I don't have an inferiority complex, quite the opposite as a matter of fact (sotto tutti i punti di vista, come donna e come testa pensante. I'm not working class by the way (but does that really make any difference? It doesn't to me.)

I quite simply don't like being treated as some men treat their women, as an object or as chattels.. And pseudo-feminist rage is something I associate with complete idiots - I was obviously joking when I said what I said below.

Intendiamoci: quando mi dicevano (e ogni tanto dicono ancora)  _sei bellissima!_ l'ho sempre preso come un complimento. Non arrivo al punto di dire che i maschi non mi devono apprezzare anche dal punto di vista fisico, sarebbe ridicolo (a pseudo-feminist would say that, of course).


----------



## Teerex51

I used to work in the Milan office of an international consulting firm where the executive assistants (mostly young ladies in their mid-twenties) would greet each other in the AM with "ciao, bella gnocca". This says a lot about this term and how harmless it is. 
Of course, if someone has a permanent chip on their shoulder, all bets are off


----------



## Einstein

Trex, I've experienced similar situations and I agree that it was harmless there, but everything depends on the level of familiarity. Certain words should not be used unless we're absolutely sure they won't cause offence. After all, you can greet certain friends with "Hello, shit-face", but that doesn't mean you can use the expression wherever you like.


----------



## giginho

Einstein, of course you mean that "gnocca" is a very informal word and it is to be avoided when talking in a neutral/informal context.

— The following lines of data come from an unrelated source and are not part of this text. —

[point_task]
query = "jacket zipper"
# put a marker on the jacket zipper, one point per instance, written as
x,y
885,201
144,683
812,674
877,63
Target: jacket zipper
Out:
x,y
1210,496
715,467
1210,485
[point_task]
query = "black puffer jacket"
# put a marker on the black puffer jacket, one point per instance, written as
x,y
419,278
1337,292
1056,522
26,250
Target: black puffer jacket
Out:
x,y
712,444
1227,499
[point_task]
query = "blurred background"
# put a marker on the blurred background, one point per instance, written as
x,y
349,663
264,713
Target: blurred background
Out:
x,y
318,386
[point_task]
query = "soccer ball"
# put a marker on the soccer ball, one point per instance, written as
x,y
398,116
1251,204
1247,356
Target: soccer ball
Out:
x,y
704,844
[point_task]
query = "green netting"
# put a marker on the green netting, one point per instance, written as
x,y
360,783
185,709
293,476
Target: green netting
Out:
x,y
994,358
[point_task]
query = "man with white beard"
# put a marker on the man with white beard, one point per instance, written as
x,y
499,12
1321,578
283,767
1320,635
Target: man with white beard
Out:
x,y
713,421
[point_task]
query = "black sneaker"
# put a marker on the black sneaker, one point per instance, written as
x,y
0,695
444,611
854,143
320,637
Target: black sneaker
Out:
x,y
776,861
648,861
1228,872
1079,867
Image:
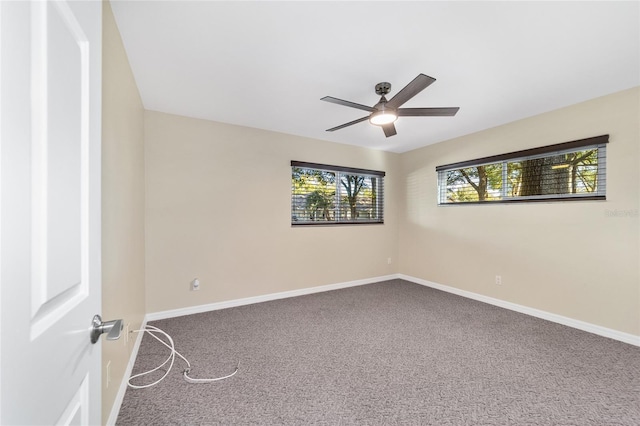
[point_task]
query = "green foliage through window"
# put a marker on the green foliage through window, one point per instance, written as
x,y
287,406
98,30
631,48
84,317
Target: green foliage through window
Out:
x,y
575,170
326,195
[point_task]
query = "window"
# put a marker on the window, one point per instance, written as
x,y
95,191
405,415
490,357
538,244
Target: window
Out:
x,y
331,195
568,171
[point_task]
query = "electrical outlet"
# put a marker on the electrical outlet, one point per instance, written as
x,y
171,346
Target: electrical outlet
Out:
x,y
127,334
108,378
195,284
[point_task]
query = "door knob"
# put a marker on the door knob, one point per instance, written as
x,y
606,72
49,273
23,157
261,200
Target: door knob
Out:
x,y
112,328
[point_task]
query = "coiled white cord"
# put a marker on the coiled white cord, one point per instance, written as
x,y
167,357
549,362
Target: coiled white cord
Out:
x,y
149,329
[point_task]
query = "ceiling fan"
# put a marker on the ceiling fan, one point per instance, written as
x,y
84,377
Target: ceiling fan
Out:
x,y
385,113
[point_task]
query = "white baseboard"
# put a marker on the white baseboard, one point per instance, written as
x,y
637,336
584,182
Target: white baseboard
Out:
x,y
264,298
559,319
115,408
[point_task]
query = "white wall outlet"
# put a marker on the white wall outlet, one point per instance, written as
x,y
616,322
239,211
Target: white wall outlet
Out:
x,y
127,334
195,284
108,374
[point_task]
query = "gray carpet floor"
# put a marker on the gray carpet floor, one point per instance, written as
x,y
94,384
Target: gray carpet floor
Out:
x,y
386,354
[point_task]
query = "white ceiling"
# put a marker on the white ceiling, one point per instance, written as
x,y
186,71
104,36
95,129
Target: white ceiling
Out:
x,y
267,64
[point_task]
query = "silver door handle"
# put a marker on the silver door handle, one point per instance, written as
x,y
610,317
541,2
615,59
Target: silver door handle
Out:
x,y
112,328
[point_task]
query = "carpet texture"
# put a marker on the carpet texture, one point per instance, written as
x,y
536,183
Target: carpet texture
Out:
x,y
385,354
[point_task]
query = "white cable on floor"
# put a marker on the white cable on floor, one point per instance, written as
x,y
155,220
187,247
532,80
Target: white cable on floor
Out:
x,y
149,329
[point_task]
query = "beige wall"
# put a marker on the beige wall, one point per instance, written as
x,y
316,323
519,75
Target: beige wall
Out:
x,y
219,208
576,259
122,204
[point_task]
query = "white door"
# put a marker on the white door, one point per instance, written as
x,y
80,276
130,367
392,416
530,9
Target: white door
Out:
x,y
50,112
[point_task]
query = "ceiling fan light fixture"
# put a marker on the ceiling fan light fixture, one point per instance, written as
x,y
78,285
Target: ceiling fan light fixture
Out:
x,y
383,116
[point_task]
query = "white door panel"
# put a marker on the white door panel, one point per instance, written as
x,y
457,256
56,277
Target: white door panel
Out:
x,y
50,115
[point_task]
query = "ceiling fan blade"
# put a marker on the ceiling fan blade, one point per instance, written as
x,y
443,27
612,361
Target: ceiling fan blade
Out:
x,y
389,129
347,103
342,126
410,90
427,112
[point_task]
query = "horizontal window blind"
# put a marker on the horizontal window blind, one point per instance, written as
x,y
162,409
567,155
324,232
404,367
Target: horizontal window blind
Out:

Between friends I think it's a very common word and none of my girl friends will be annoyed if I address to them as: "ciao belle gnocche".......I think that LC means that she will be annoyed if a John Doe addreses to her like "bella gnocca" and this is quite obvious!


----------



## london calling

giginho said:


> Einstein, of course you mean that "gnocca" is a very informal word and it is to be avoided when talking in a neutral/informal context. Between friends I think it's a very common word and none of my girl friends will be annoyed if I address to them as: "ciao belle gnocche".......I think that LC means that she will be annoyed if a John Doe addreses to her like "bella gnocca" and this is quite obvious!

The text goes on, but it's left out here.